Interest rates on fixed deposits (FD) in
India bottomed in 2003. Over the last 40 years, the rates have fluctuated from
a low of ~5% to a high of ~13% as shown in the graph below:
Currently, the interest rates on FD are hovering at just under 10%. For R2I-ers, these rates sound excellent as the best rates for Certificate of Deposits (CD) in the US are well under 4%, not to mention the practically non-existent interest rates for savings deposits and checking accounts. Even the interest rates for regular checking accounts in India are between 4 and 6%.
Many R2I-ers opt to maintain the bulk of their assets denominated in dollars. Reasons for such a strategy include:
- Dollar’s status as the world’s reserve currency allows for ready acceptance/convertibility of the dollar all over the world. Many R2I-ers regard themselves as global citizens with plans to travel to and live in different countries. The ready availability of dollar makes this easy. INR on the other hand is yet to be fully convertible and one has to jump through several hoops to convert rupees to other currencies, especially larger amounts.
- As US stock markets are the most transparent and the best bet when it comes to stock investments, many R2I-ers maintain their stock investments through US market brokerages which deal primarily in dollars.
- Retirement schemes in the US (IRA/401K) form a sizable portion of assets held by R2I-ers. Withdrawing from such accounts prematurely involves paying a 10% penalty in addition to realizing taxable income and the associated withholding. These factors act as deterrents for R2I-ers.
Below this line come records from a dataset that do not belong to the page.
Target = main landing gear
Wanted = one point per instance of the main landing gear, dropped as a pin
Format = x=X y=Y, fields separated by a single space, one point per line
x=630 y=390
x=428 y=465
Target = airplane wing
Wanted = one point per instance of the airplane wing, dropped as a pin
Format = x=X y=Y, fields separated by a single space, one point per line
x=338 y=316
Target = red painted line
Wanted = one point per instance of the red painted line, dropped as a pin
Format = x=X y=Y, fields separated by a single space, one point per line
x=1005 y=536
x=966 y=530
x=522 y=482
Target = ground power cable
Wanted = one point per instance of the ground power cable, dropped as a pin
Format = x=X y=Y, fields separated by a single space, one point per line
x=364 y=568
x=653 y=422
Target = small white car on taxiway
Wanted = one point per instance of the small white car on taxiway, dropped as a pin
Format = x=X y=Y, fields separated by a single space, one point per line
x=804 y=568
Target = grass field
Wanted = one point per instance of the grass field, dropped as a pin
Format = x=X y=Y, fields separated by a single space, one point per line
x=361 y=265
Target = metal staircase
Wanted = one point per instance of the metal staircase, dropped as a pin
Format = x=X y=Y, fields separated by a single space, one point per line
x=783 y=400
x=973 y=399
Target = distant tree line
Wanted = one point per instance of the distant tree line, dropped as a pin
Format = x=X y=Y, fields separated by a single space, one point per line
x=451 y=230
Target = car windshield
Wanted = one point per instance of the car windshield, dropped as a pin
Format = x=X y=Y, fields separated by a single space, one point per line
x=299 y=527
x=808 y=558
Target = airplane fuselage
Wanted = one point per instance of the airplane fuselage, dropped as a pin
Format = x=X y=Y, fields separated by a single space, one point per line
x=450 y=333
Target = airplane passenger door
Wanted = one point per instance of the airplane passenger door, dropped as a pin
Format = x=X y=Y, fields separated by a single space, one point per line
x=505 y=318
Also, a good portion of the reportable income of R2I-ers may be in dollars (interest, dividends, capital gains, social security/medicare payments, and earned income). In other words earnings are in USD and spending in INR. Combined, these factors leave the majority of R2I-ers vulnerable to risks associated with USD/INR conversion ratio. If INR appreciates, R2I-ers stand to lose and vice-versa. Direction of the INR against the dollar is an unknown – most currency regimes have an unwritten policy of keeping their currencies weak to aid exports. Meanwhile USD is no longer a strong currency because of the fiscal degradation in the US over the last two decades.
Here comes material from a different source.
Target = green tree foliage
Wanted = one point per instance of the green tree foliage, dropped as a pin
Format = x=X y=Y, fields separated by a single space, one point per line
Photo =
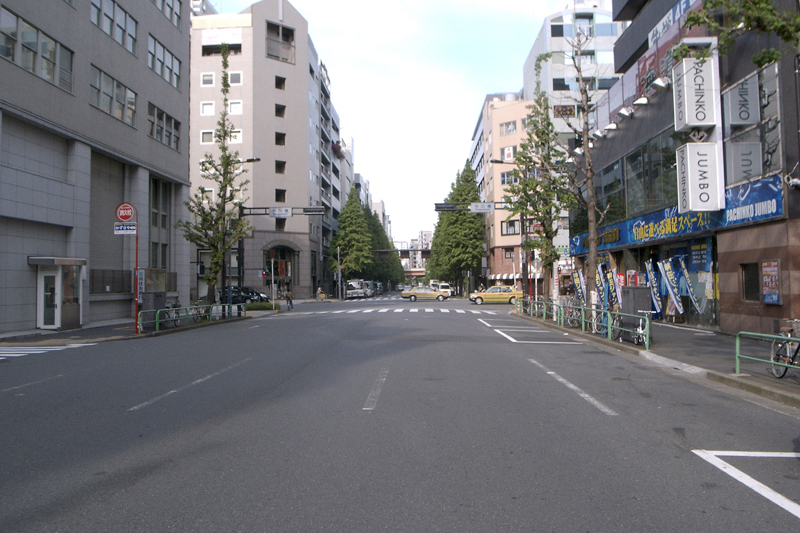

Many R2I-ers yearn for a strategy that ensures liquidity in INR over the long-term – one that would allow access to INR for ongoing expenses while the bulk of the liquid assets stays invested in USD through their US brokerage and retirement accounts. One tactic is to take advantage of the currently favorable interest rate and exchange rate levels in India and build a liquid INR asset-base: use savings accounts that earn 4-6% for short-term and a set of FDs that earn in the 9-10% range which mature periodically (laddering) for long-term.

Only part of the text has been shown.